I’ve gotten a couple of interesting responses to my note on fixing repository ingest processes, which I will pass on without attribution (though I’d rather credit, and I hope people will email again to let me).
One university’s repository manager Sarah Shreeves of UIUC reported to me that they are thinking along very similar lines, which is both pleasant validation and hope for the future.
Another DSpace repository manager let me know that he had implemented a system very similar to my second bucket. Faculty are presented with a web form consisting of an upload button and a place to paste a citation. At this point, control goes to the librarian, who evaluates the submission for appropriateness, fixes the metadata, and sends everything to the DSpace batch importer. The developer of this system looked at incorporating some kind of citation parser to further automate metadata creation, but (as I can attest!) writing one of those to handle a wide variety of citation styles is work.
(Like MARC, citation styles are an example of analog habits not friendly to digital environments’ needs. Somebody emailed me about APA style, which insists on initials rather than full names. Right. Example of print-culture need for shorter citations in conflict with the digital world’s need for better authority control. I can’t fix that. APA needs to.)
Two things interest me about the system described. One, that DSpace is so brain-dead rigid that the developer had to go outside the system altogether to innovate. I hope with all my heart that I am not the only person who sees this rigidity as a significant threat to repository platforms in general (because how much better are EPrints and Fedora?) and DSpace in particular.
I’ll make it simple: either repository platforms do what repository managers need them to, or they die. There are days I’m ready to spork DSpace to death myself. Nota bene: repository managers, not repository developers. “You can hack it in!” is not an acceptable response to this problem; nor is “you can do it as long as you have administrator access to the server and you change this arcane configuration file buried three layers deep, then run this little script from the bin folder, then restart the system.”

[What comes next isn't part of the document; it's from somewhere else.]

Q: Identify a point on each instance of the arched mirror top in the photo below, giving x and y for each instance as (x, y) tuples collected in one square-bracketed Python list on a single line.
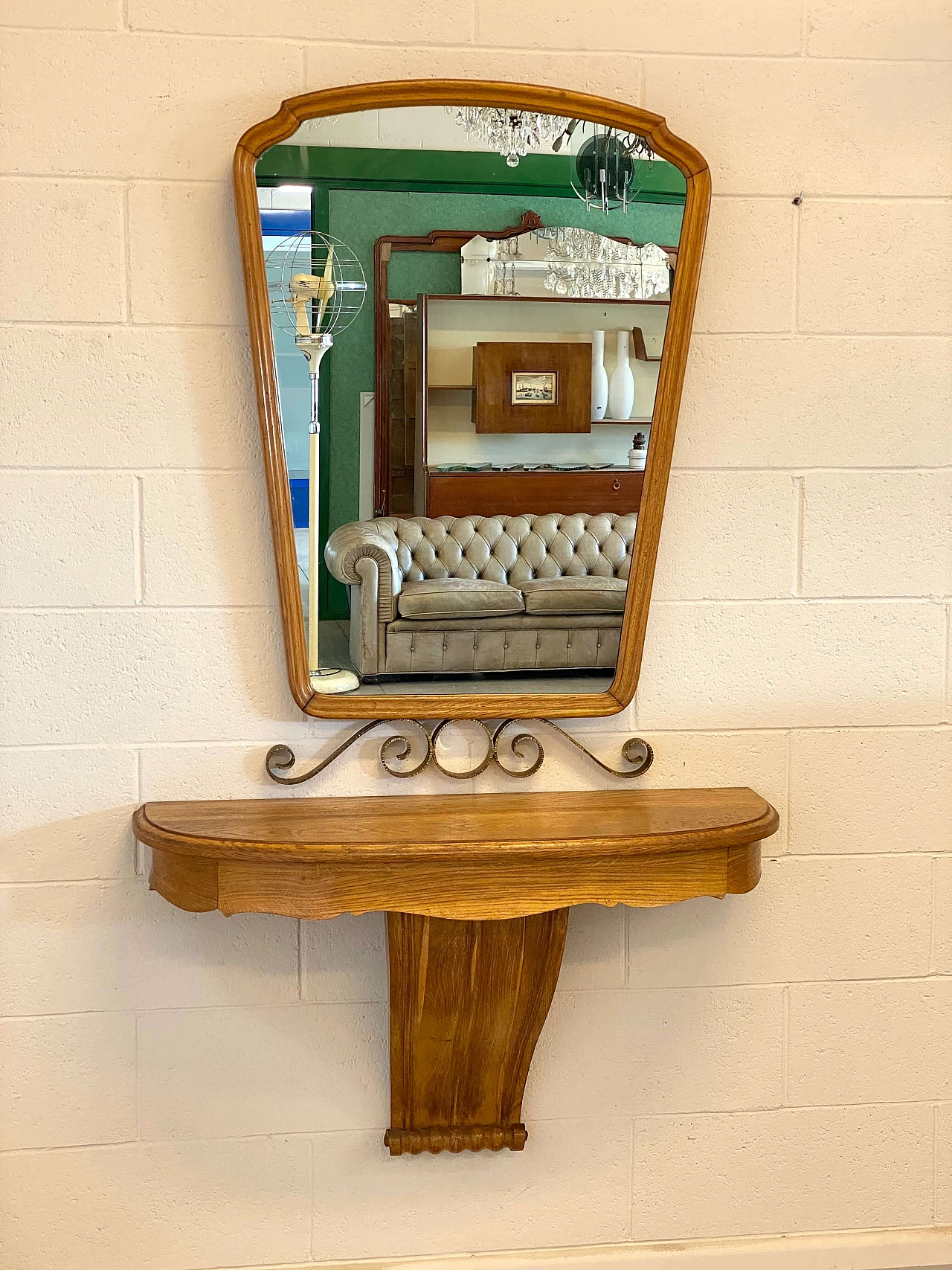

The other thing that interests me, and is somewhat more hopeful, is that I think the above scenario will be very close to implementable in DSpace 1.5, which will integrate Tim Donohue’s Configurable Submission. Cut down the submission forms to one (or one plus licensing if you must), and dump the submission into the workflow process for a librarian to clean up. The big hurdle I envision is that DSpace expects certain pieces of metadata to be in place before it will consider a submission complete enough to put into workflow. I don’t know what (if anything) Configurable Submission does about that… but hacking DSpace to let it accept on-the-cheap submissions seems like a soluble problem.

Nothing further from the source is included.